Inlayed into a nearly 10-foot sculpture carved into a standing cyprus stump in the Sycamore Commons’ garden outside Saint David and Saint Paul Anglican Church, Rosypyke said the brick’s presence helps heal a rift between first nations people and Canadians.

“That brick was taken from St. Michael’s residential school, an Anglican school, and this is an Anglican church,” he said. “This gets people talking. It is just a nice extra that the sculpture happens to be beautiful.”

In addition to carving the piece with fellow sculptors Phil Russell and Nancy McKay, Rosypyske also had to learn how to carve the standing piece of wood using different tools and techniques.

Using hammer and chisels rather than a traditional adze, Rosypyske said he had to manage and direct the sculpture as he went along.

“You do the best you can with what you’ve got,” he laughed. “I think I did pretty good.”

Other than sculpting, Rosypyske has been taking time out to teach Brooks Secondary School students about the powerful symbols on the sculpture and their meaning.

Welcoming a grade eight class led by first nations language teacher Karina Peters, Rosypyske first drew the students’ eyes to the bear, salmon and eagle on the sculpture, taking them through his carving process and its symbolism.

“My canvas is in between the knots of the wood,” he said. “Even with the space I had, it turned out bigger and better than I thought.”

John Louie, a support worker helping residential school survivors at Tla’amin Community Health Services, said Rosypyske’s sculpture is helping to transform the brick from Saint Michael’s into a more positive symbol.

“First nations residential schools were not a good experience,” said Louie. “The sculpture helps create awareness about what happened.”

Himself a residential-school survivor, Louie said he will be blessing the sculpture in a special ceremony later this month, marking a new beginning at the end of the long and painful process of reconciliation.

“The people who have gone through the process are just starting to heal,” he said. “People tell us to, ‘Just get over it,’ and, frankly, they don’t understand.”

According to Louie, commemorating the residential-school experience is part of educating Canadians about what happened so it won’t happen again.

“We were removed from resources that the rest of Canada are benefitting from,” said Louie. “People need to know why we live on reserves, why we live as we do and and what the Indian Act is.”

The sculpture is a way to get people to ask about the residential-school experience, said Louie.

“We are just at the beginning of getting people to understand that we are still trying to work through what happened to us,” he said. “Where is the understanding of that?”

Louie said that he his brother, Eugene, and Betty Wilson, now Tla’amin First Nation elders, were among the first Sliammon students to go to Brooks Secondary School back in the 1960s and there was little knowledge or understanding at the time about what residential schools were.

Louie said on his first day of class as a 14-year-old student he was able to get through it because of the help he got from a a determined classmate.

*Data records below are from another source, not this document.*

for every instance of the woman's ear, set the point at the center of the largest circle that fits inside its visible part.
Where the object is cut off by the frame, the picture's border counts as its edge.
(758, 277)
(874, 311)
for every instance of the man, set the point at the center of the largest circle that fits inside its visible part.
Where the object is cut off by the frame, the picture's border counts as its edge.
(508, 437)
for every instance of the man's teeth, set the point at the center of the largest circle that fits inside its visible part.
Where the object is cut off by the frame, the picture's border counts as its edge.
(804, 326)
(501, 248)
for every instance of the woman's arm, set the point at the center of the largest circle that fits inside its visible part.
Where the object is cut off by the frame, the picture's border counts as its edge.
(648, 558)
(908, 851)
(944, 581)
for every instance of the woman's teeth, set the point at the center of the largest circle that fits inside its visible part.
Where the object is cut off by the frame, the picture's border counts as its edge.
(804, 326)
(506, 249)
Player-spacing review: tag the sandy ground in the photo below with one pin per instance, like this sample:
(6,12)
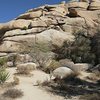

“I sat in the back of homeroom and this girl came over and spoke to me,” said Louie. “I was afraid because at residential school we were always punished for talking to girls.”

The teacher asked him what was wrong and had no idea what a residential school was, said Louie.

“He told me that from here on out I was allowed to talk to girls, so I reached out reluctantly and shook her hand,” said Louie. “Bless her heart, she clearly got that I had no idea what was going on.”

The girl helped him by taking him to each class and waiting for him afterwards. Now Louie said it’s his duty to go in to schools and teach students about residential schools and what he and other first nations people went through.

“We know our history because we lived it,” said Louie. “It is going to take seven generations to get over this and we have a bit of a way to go.”

Rosypyske’s sculpture will be unveiled during a ceremony at 5 pm on Tuesday October 20.